Nearly all rifle loads are weighed on the scale. When I first started I was too poor to afford a scale so I used a set of Lee dippers for rifle loads. And you know what? I loaded some really accurate loads with those dippers. When I got a scale and weighed charges they were no more accurate than the dipper method. But that one gun I had was a custom built gun and shot every thing accurately.

I did load several boxes of 243 loads this year and used the dippers. The gun shot just over an inch with those loads. Good enough for the kind of deer I kill.

I load on a single stage. I charge however many I am going to load. With them all in the block I use a little flashlight like you do to compare all of them. That is one step I never leave out.
 
To clarify something about precision, I wrote earlier that with ball powders my Lee Auto Drum throws charges +/-0.06 grains. That is as measured by a GEM20 scale (a low-cost digital scale). Although the GEM20 indicates to one-hundredths of a grain precision, that doesn't mean that it does so accurately. The scale has its own tolerances and I have no expectation that they are as fine as that. I do think even cheap digital scales can have precision less than 0.1 grain, but I understand a manufacturer of a powder dispenser may not want to advertise a claim more precise than that, because they will have warranty claims for anything less.
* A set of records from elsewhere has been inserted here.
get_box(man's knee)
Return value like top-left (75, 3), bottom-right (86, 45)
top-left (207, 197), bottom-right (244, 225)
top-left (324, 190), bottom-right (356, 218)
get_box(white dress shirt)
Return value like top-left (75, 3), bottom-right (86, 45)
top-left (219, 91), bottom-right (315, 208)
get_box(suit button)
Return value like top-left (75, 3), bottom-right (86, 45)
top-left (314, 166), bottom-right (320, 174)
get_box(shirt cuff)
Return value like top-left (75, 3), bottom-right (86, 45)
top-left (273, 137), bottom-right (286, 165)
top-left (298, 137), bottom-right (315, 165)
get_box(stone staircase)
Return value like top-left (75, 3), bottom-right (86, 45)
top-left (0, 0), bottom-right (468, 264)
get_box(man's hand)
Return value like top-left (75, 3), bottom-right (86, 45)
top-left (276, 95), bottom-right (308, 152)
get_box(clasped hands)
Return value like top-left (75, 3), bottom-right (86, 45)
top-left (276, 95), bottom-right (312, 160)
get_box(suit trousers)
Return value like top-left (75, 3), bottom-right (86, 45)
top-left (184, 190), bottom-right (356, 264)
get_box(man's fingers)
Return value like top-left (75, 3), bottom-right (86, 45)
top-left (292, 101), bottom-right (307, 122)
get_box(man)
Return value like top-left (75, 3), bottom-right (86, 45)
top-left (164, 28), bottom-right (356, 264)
I would be surprised if the Chargemaster type devices weren't actually quite a bit more accurate. I don't have one but I bet they're more than twice as precise as my volume-based drum dispenser.

I calibrate my GEM20 with precision known weights and compare my GEM20's readings with another imported digital scale (it was a costlier one but about 10 years old now). Reading two scales reminds me of Segal's law which states, "A man with a watch knows what time it is. A man with two watches is never sure." Nevertheless, the comparison does give me some confidence that my estimation of the Auto Drum Powder Measure's variance is reasonable. I also want to qualify that this +/-0.06 grains variance is the best result I can obtain from my Lee Auto Drum. It is not the level of accuracy one could expect "out of the box." I obtain it only when using the best-metering ball powder I've found, and with the Auto Drum adjusted as perfectly as possible. I've found it will maintain this level of accuracy for a little more than 100 throws and then may need readjustment. I might check and adjust my throws as much as a dozen times before I get up and running, and then I've learned to recheck them every 60 throws (when the case feeder is empty and refilled).

In practice, I think being +/-0.1 grain is a reasonable goal for precision without extravagant equipment. Notice that being this precise with a higher mass powder charge like a 10 grain handgun charge, 20 grain magnum handgun charge, or 30 grain intermediate rifle charge, are all progressively better than only being this precise with a 3 grain charge of "Tite Wad." For a 60-grain rifle charge, this type of precision is certainly not a limiting factor in performance. Again, the reason that 3 grain charge of fast pistol powder still works despite that relatively large variance in proportion to the total charge is that the distances to the target the cartridge is expected to be used at are very short and the resulting variances in velocity are inconsequential to the point of impact.
 
I load on a single stage. I charge however many I am going to load. With them all in the block I use a little flashlight like you do to compare all of them. That is one step I never leave out

I do it very similar but I have enough lighting setup I can see down my pistol cases with out a flashlight. Recently I added another 4 foot fixture over my bench that lights it up really good plus another 4 foot fixture in another position that helps to eliminate any Shadows. If I was loading rifle cases which I'm not at this point I would definitely have a good flashlight within reach.
 
I've been reloading 38 spl for 20+ years which means absolutely nothing. Just because I've been doing something wrong for 20+ years does not make me a expert.
But if you want my two cents worth I'd be glad to share it.